In this example, you will notice a value of one. This implies that the minimum number of individuals with a unique combination of the provided features is one, and that there is a significant risk of potential attackers being able to reidentify individuals in the data set.

Typically, the goal would be to not have any groups with a size less than k values, as defined by your organizational or industry standards. The typical target values that are observed range from six to eight.

Note:

You can experiment with different combinations of features, or repeat the test with single features, to review the impact on the produced result.

Example: print(k_anonymity(df, ['sex']))


In [ ]:
# Use this code cell to review the k-anonymity function with different input parameters.

1.4 Coarsening of data

In this section, you will coarsen the data using a number of different techniques. It should be noted that the granularity or accuracy of the data set is lost in order to preserve the privacy of the records for individuals in the data set.

1.4.1 Remove the zip code

As mentioned before, the district is contained in the first two characters of the zip code. In order to retain the district when coarsening the data, a simple programmatic transformation (shown below) can be applied. After applying this transformation, you can choose to expose the "zip_district" to end users, instead of the more granular "zip".


In [ ]:
# Reduce the zip code to zip district.
df['zip_district'] = [z // 1000 for z in df['zip']]
df[['zip', 'zip_district']].head(3)

1.4.2 Coarsen the data from birthday to birth year

Similar to the previous exercise, you can expose the birth year, instead of the birthday, as demonstrated in the code cell below.


In [ ]:
# From birthday to birth year.
df['birth_year'] = df['birthday'].map(lambda d: d.year)
df[['birthday', 'birth_year']].head(3)

1.4.3 Coarsen the data from birthday to birth decade

You can reduce granularity to decade-level instead of year-level, as seen in Section 1.4.2, with the code demonstrated below.


In [ ]:
# From birthday to birth decade.
df['birth_decade'] = df['birth_year'] // 10 * 10
df[['birthday', 'birth_year', 'birth_decade']].head()

1.5 Suppression

This refers to the suppression of all of the groups that are smaller than the desired k.

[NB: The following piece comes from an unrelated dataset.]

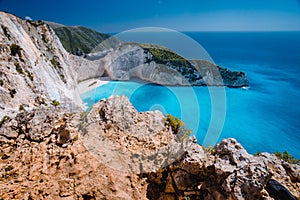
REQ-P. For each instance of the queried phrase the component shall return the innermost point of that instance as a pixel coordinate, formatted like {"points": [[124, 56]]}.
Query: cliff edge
{"points": [[51, 149]]}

In many cases, you will reach a point where you will have to coarsen data to the point of destroying its utility. Removing records can be problematic because you may remove the records of interest to a particular question (such as 1% of data with a link to a particular feature).


In [ ]:
print((k_anonymity(df, ['sex', 'birth_year', 'zip_district'])))
grouped = df.groupby(['sex', 'birth_year', 'zip_district'])
df_filtered = grouped.filter(lambda x: len(x) > 5)
print(('Reducing size:', len(df), '> ', len(df_filtered)))
print(('K-anonymity after suppression:', k_anonymity(df_filtered, ['sex', 'birth_year', 'zip_district'])))

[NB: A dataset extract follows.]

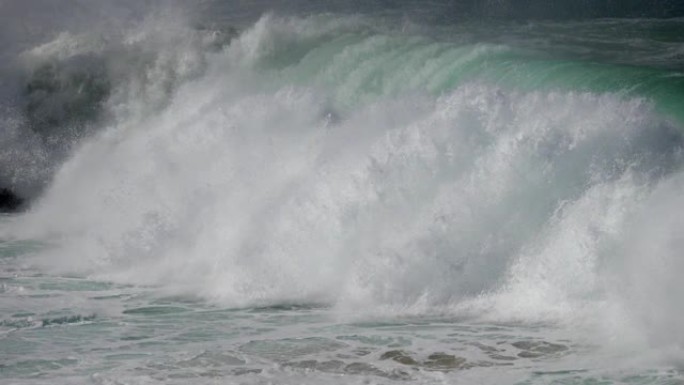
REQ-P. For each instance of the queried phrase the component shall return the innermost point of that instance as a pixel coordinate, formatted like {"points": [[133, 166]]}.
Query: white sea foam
{"points": [[250, 176]]}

2. Privacy considerations for big data

Big data sets typically differ from traditional data sets in terms of the following:

  • Longitude: Data is typically collected for months, years, or even indefinitely. This is in contrast to snapshots or clearly-defined retention periods.
  • Resolution: Datapoints are collected with frequencies that are down to single seconds.
  • Features: Features have unprecedented width and detail for behavioral data, including location and mobility, purchases histories, and more.

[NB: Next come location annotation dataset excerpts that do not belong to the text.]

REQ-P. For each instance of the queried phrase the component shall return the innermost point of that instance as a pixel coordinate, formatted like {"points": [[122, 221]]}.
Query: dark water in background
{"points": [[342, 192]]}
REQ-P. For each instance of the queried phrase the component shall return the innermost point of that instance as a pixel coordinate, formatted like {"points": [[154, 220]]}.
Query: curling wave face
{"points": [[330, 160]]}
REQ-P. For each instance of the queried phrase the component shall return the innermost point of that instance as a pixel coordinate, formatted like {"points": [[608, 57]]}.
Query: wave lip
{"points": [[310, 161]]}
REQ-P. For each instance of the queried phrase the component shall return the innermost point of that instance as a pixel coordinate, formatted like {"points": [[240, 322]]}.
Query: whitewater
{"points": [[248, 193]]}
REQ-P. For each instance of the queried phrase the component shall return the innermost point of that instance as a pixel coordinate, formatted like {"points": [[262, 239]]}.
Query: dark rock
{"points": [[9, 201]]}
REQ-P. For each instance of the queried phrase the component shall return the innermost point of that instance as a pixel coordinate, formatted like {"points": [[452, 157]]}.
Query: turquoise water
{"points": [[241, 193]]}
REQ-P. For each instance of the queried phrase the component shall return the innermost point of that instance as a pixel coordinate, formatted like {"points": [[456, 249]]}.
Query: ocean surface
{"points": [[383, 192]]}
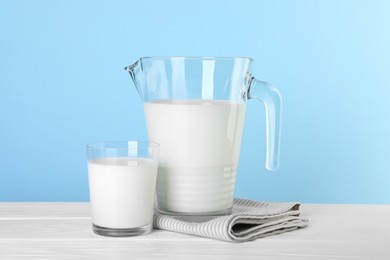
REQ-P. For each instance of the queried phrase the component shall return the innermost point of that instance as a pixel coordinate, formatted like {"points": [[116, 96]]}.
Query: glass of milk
{"points": [[122, 186]]}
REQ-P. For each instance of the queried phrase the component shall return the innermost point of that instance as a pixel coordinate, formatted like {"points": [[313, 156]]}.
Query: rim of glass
{"points": [[195, 58], [122, 145]]}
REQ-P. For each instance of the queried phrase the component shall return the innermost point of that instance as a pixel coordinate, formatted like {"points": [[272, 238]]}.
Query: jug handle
{"points": [[272, 100]]}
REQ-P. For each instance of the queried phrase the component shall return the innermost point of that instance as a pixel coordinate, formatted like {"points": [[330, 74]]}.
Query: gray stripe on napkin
{"points": [[249, 220]]}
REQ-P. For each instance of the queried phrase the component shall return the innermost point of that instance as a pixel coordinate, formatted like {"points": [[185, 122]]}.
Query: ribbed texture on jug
{"points": [[196, 191]]}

Many of the traditional measures used to define the uniqueness of individuals, and the strategies to preserve users' privacy, are no longer sufficient. Instead of uniqueness usually being used for fields consisting of single values, unicity has been proposed (de Montjoye et al. 2015; de Montjoye et al. 2013). Unicity can be used to measure the ease of reidentification of individuals in sets of metadata (such as a user's location over a period of time). Instead of assuming that an attacker knows all of the quasi-identifiers and none of the data, unicity assumes that any datapoint can either be known to the attacker or useful for research, and focuses on quantifying the amount of information that would be needed to uniquely reidentify people. In many cases, data is poorly anonymized. You also need to consider the richness of big data sources when evaluating articles, such as Natasha Singer’s article on identifying famous people.

2.1 Unicity of a data set at p datapoints (given one or more fields)

Given one or more fields, the unicity of a dataset at p datapoints refers to:

  • The fraction of users who can be uniquely identified by p randomly-chosen points from that field; and
  • The approximate number of datapoints needed to reconcile two data sets.

The concept of unicity was originally developed in cryptography, and is based on information theory. Specifically, the unicity distance is a measure of the secrecy of a cryptographic system, and determines how effective it is against third parties gaining access to protected information.

An algorithm for computing unicity is shown below.

Note:

Unicity is well-suited for big data and its metadata, meaning that it is applicable to features containing numerous values (such as a trace, for example, a history of GPS coordinates).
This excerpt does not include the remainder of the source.